Os autores padronizaram as
quantidades de álcool presentes
em um drinque de cada bebida
da seguinte forma: uma lata de
355 ml de cerveja: 12,8 g de álcool;
um copo de 120 ml de vinho: 11 g;
uma dose de 50 ml de destilado:
14 g.
No período, ocorreram 1.418 casos de infarto do miocárdio. Abstêmios e os que bebiam em média
menos do que 5 g/dia apresentaram risco semelhante. Nos demais, o risco de infarto caiu gradualmente de modo inverso ao
total de álcool ingerido: no grupo
de 5 a 10 g/dia, a redução de risco
foi de 17%; no de 10 a 15 g/dia, foi
de 31%; e no que bebia 50 g ou
mais por dia (quatro ou mais
drinques diários) a redução foi de
52%.
Os níveis de redução de risco foram similares nas faixas etárias
dos 40 aos 79 anos, e independentes do uso estar ou não associado
às refeições. Nenhuma bebida
mostrou ser superior a outra: vinho, cerveja ou destilados foram
igualmente eficazes na prevenção
de ataques cardíacos, fatais ou
não.
Um dos achados mais importantes foi a confirmação de que a
freqüência do uso guarda relação
direta com os benefícios cardiovasculares: o grupo que bebia
apenas uma ou duas vezes por semana apresentou redução de risco de 17%, contra 34% de queda
entre os que bebiam de três a quatro vezes por semana. Esse achado está de acordo com trabalhos
anteriores, como o projeto Monica conduzido na Austrália: homens que tomam nove ou mais
drinques num único dia por semana apresentam duas vezes
mais ataques cardíacos do que os
abstêmios. Já os que tomam dois
drinques diários, de cinco a seis
vezes por semana, têm o risco diminuído em 64%.
A associação entre uso moderado freqüente de álcool e redução
do risco de infartos do miocárdio,
confirmada num estudo com 12
anos de duração, em que os 38 mil
participantes enviaram mais de
200 mil relatórios para análise,
não pode ser considerada cientificamente irrelevante.
O que os médicos devem fazer
então? Aconselhar os homens acima de 40 anos a beber todos os
dias?
Os Alcoólicos Anônimos -grupo de auto-ajuda que presta serviços de grande alcance na recuperação de dependentes do álcool- consideram que existem
pessoas já nascidas com tendência a abusar do álcool. Para elas,
a única maneira de escapar do alcoolismo é ficar longe da bebida.
Segundo eles, o número desses,
que por razões bioquímicas se encontram em situação de risco para alcoolismo, é substancial: de
dez a 15% da população adulta
(12 a 15 milhões de pessoas no
Brasil).
Os efeitos nocivos do alcoolismo
são muito graves para corrermos
riscos: violência, trauma, acidentes de trânsito, cirrose, câncer, psicoses, dissolução do núcleo familiar (para enumerar alguns).
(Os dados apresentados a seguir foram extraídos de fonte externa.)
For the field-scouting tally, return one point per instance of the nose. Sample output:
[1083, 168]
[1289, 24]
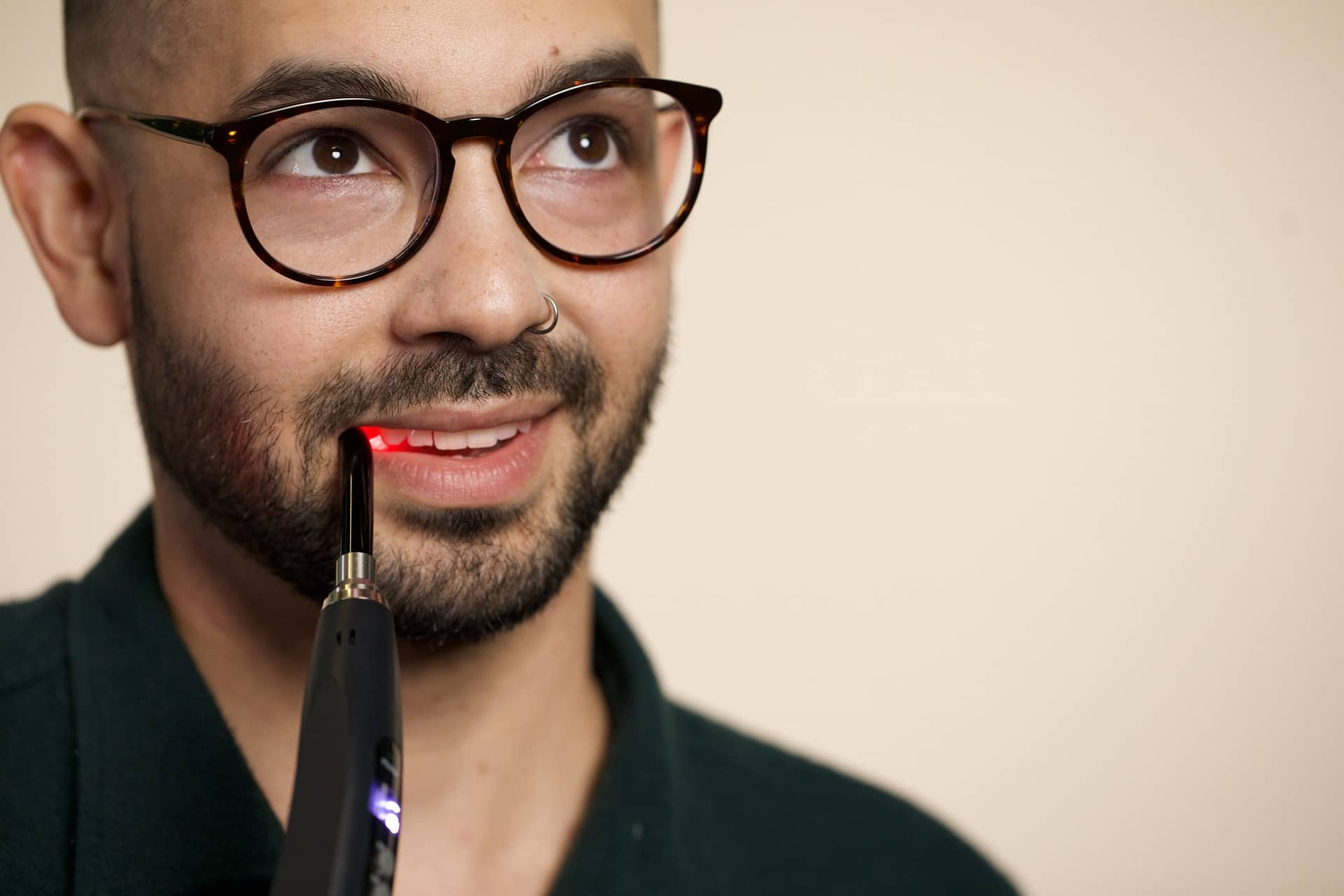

Substituir uma doença por outras
não é o que a sociedade espera da
medicina.
Como diz Ira Goldberg, da Universidade de Columbia: "Se o álcool fosse uma droga recém-descoberta, nenhuma companhia
farmacêutica ousaria comercializá-la para diminuir a incidência
de doenças cardiovasculares.
Nem os médicos a indicariam para reduzir de 25% a 50% do risco
de infarto, às custas de milhares
de mortes por outras causas".
Pessoalmente, estou de acordo,
mas acho que os dados sobre a redução de risco de doença cardiovascular -principal causa de
morte na sociedade moderna-
associada ao uso de álcool em
quantidades moderadas devem
ser discutidos com clareza, especialmente com as pessoas que já
tiveram infarto ou correm grande
risco de tê-lo.
Desde que não percam o controle, elas podem se beneficiar do uso
de bebidas alcoólicas, sem esquecer que deixar de fumar, controlar o diabetes, a pressão arterial,
os níveis de colesterol e fazer exercício físico são medidas ainda
mais importantes na redução do
risco de doenças cardiovasculares, câncer e muitas outras, com a
vantagem de não provocar ressaca nem dependência química.